Eco-pacité à Pékin : mais qui sait réellement ce que nous réserve l’économie chinoise ?

Presse
23 mai 2020
Interview de Emmanuel Lincot - Atlantico
Alors que l’économie chinoise a subi au premier trimestre sa première récession économique grave depuis 1992 (-6,8%), le Premier ministre Li Keqiang s’est abstenu, dans son discours politique annuel, de fixer un objectif annuel de croissance économique. Que révèle cet abandon de l’objectif de croissance ? Dans quelle situation est l’économie chinoise aujourd’hui pour que le gouvernement se refuse à se projeter ainsi ?

La situation est très préoccupante. Le gouvernement met un frein à sa politique de désendettement pour soutenir une économie en souffrance et annonce un plan d’investissement d’un montant de 481 milliards d’euros. Comparativement, l’Union Européenne fait beaucoup mieux. Qu’est-ce à dire ? La crise de 2020 n’est pas celle de 2008 au sens où c’est le maillage des PME du pays qui a été atteint au cœur. Et puis, il y a dix ans, à tort certes, mais la Chine et son régime ne suscitaient pas autant de suspicions. Le plus grave c’est qu’à la faveur de cette pandémie, nombre d’industriels japonais mais aussi européens et américains vont se retirer du marché chinois. Enfin, un très grand nombre d’étudiants vont arriver sur le marché du travail sans espoir de décrocher le premier emploi. Le risque, c’est une explosion sociale. Il ne vous a pas échappé que le régime s’est naturellement auto-congratulé de la gestion de la crise tout en fixant à son agenda la question d’une proposition de loi sur la « sécurité nationale » et la question de Hong Kong. Pas d’objectif de croissance mais la menace de recourir à la force en cas de troubles. Et ce qui vaut pour Hong Kong vaut naturellement pour l’ensemble du pays.

Selon le premier ministre chinois, la grande incertitude concernant la pandémie de Covid-19 et l’environnement commercial mondial empêchent toute projection économique. Quelles sont les grandes incertitudes spécifiques à l’économie chinoise ? Parmi ces incertitudes, lesquelles sont structurelles et lesquelles sont propres à la situation économique actuelle du pays ?

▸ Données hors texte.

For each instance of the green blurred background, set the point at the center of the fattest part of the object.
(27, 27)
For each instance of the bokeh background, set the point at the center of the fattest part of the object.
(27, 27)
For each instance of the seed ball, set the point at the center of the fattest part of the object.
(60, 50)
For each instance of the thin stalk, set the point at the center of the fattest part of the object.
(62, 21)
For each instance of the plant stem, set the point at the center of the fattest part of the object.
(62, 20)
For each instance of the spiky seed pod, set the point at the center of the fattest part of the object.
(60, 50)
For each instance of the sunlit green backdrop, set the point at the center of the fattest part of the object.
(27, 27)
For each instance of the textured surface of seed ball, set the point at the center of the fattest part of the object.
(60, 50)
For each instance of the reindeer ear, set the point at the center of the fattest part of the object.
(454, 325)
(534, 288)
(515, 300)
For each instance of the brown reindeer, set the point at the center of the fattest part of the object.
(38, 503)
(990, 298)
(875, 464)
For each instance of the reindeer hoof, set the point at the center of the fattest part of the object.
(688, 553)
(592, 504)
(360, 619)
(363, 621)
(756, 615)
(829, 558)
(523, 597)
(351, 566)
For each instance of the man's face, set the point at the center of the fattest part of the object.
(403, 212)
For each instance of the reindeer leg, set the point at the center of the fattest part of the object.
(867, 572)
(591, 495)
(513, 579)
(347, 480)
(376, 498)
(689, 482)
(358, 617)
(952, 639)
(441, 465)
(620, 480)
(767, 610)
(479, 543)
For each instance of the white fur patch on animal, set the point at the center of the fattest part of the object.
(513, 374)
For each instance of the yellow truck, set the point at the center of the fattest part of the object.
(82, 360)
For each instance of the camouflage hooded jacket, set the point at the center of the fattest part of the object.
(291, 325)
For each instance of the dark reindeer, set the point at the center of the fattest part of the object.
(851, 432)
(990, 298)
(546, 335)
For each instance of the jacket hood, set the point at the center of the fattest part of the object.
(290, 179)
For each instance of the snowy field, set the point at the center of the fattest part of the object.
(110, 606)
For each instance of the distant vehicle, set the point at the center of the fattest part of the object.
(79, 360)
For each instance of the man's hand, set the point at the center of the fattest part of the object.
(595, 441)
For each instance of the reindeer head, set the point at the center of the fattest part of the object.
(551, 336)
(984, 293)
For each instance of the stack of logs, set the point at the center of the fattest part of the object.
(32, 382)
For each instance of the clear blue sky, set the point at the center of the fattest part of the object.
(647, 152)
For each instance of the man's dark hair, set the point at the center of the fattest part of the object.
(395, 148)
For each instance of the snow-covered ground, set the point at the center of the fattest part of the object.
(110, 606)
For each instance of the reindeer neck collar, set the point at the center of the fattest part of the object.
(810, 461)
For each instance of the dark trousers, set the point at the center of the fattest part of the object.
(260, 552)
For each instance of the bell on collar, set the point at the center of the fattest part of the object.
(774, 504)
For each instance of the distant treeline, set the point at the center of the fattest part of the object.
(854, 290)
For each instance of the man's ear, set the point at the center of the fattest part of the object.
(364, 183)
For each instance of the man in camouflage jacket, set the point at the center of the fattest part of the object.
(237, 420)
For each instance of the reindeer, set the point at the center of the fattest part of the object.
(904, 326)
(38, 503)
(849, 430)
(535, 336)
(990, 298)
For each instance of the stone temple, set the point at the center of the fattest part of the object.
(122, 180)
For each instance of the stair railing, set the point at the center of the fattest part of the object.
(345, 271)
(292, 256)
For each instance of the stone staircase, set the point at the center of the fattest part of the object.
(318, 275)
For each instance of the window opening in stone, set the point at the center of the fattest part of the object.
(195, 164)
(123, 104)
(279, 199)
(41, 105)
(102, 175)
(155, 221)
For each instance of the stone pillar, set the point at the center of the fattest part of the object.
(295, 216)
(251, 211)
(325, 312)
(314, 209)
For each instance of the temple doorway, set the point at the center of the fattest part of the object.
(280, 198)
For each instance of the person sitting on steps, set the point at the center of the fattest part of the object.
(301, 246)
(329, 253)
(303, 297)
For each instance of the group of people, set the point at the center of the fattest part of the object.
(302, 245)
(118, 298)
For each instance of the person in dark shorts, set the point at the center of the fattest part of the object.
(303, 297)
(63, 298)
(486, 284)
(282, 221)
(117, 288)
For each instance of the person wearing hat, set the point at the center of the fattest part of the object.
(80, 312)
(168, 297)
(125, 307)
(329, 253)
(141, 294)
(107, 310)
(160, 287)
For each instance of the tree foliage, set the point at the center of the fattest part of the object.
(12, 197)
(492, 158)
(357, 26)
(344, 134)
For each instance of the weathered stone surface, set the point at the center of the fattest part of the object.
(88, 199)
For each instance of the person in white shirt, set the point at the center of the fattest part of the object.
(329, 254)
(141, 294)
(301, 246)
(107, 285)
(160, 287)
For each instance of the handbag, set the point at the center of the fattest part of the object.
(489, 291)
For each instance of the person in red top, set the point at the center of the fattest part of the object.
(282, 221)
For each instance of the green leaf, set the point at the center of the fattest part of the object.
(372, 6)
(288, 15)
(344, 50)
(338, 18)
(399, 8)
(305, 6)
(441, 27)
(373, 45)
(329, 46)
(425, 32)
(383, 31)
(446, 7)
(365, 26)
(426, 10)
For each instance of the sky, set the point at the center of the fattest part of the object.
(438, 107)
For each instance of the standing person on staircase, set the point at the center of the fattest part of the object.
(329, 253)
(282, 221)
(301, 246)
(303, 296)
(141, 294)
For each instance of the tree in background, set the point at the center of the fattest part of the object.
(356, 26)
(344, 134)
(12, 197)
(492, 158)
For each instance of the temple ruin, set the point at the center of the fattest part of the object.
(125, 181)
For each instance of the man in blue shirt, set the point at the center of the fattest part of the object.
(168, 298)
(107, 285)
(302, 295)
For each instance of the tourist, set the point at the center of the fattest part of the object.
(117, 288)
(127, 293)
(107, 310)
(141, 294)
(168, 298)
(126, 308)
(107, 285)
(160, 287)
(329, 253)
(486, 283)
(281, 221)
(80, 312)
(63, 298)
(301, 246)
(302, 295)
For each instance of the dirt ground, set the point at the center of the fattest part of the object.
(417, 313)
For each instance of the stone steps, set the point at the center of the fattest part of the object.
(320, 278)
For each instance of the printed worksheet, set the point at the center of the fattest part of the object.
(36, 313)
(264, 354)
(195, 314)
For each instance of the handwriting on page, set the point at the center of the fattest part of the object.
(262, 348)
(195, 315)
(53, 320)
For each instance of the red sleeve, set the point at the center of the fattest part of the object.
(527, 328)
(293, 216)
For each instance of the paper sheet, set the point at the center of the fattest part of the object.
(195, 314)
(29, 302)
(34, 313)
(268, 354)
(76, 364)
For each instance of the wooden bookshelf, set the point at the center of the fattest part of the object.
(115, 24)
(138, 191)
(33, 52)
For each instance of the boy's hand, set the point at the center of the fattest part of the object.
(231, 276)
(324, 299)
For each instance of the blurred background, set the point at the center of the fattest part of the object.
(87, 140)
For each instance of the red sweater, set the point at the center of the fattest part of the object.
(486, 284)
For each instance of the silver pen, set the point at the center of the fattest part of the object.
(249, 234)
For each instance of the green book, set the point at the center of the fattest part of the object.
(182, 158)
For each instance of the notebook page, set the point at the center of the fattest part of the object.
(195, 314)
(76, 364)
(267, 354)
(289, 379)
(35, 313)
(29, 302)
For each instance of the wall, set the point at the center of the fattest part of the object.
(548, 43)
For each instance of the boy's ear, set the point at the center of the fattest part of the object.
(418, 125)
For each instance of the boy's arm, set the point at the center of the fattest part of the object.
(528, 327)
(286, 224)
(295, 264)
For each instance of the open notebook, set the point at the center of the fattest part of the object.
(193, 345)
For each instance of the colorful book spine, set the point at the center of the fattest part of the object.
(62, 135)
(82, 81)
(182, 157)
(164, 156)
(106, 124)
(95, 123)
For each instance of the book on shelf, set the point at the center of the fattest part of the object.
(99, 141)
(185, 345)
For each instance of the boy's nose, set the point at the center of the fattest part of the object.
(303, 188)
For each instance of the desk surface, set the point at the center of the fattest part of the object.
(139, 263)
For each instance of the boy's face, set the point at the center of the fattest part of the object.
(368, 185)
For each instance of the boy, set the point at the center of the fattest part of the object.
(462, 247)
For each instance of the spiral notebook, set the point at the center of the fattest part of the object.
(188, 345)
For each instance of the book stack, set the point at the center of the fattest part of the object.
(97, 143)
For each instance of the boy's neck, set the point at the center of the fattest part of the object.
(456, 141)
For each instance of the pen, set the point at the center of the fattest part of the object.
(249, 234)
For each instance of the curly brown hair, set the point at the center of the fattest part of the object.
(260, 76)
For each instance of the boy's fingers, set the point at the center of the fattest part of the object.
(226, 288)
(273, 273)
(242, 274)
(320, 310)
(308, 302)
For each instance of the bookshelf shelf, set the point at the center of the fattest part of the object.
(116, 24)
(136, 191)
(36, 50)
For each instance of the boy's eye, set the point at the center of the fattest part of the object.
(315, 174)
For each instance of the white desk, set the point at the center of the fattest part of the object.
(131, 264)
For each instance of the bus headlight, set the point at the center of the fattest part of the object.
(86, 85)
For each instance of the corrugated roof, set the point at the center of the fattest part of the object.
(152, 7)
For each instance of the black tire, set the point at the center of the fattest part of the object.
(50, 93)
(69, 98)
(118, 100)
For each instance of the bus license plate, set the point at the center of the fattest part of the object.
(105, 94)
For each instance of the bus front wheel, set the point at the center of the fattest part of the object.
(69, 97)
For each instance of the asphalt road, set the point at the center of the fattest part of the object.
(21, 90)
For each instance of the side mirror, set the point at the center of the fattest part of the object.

L’avenir nous dira si le Covid 19 a décillé les yeux de nos propres dirigeants sur la confiance aveugle qu’ils nourrissaient à l’égard du gouvernement chinois. Mensonges et tromperie de Pékin ont en tout cas brisé pour longtemps la confiance entre la Chine et l’Occident. Or, cette confiance ainsi que la coopération technologique occidentale, la Chine en avait encore besoin pour ses projets numériques et pour autonomiser son savoir-faire dans le domaine de la high tech. C’est pour elle une catastrophe. Pour nous, l’espoir d’un salut. Celui du ressaisissement de nos Etats, d’un retour à une souveraineté stratégique. Pour la France, c’est un retour aux fondamentaux gaulliens. Nous avons donc 50 années à rattraper. Et notre histoire enfin commence !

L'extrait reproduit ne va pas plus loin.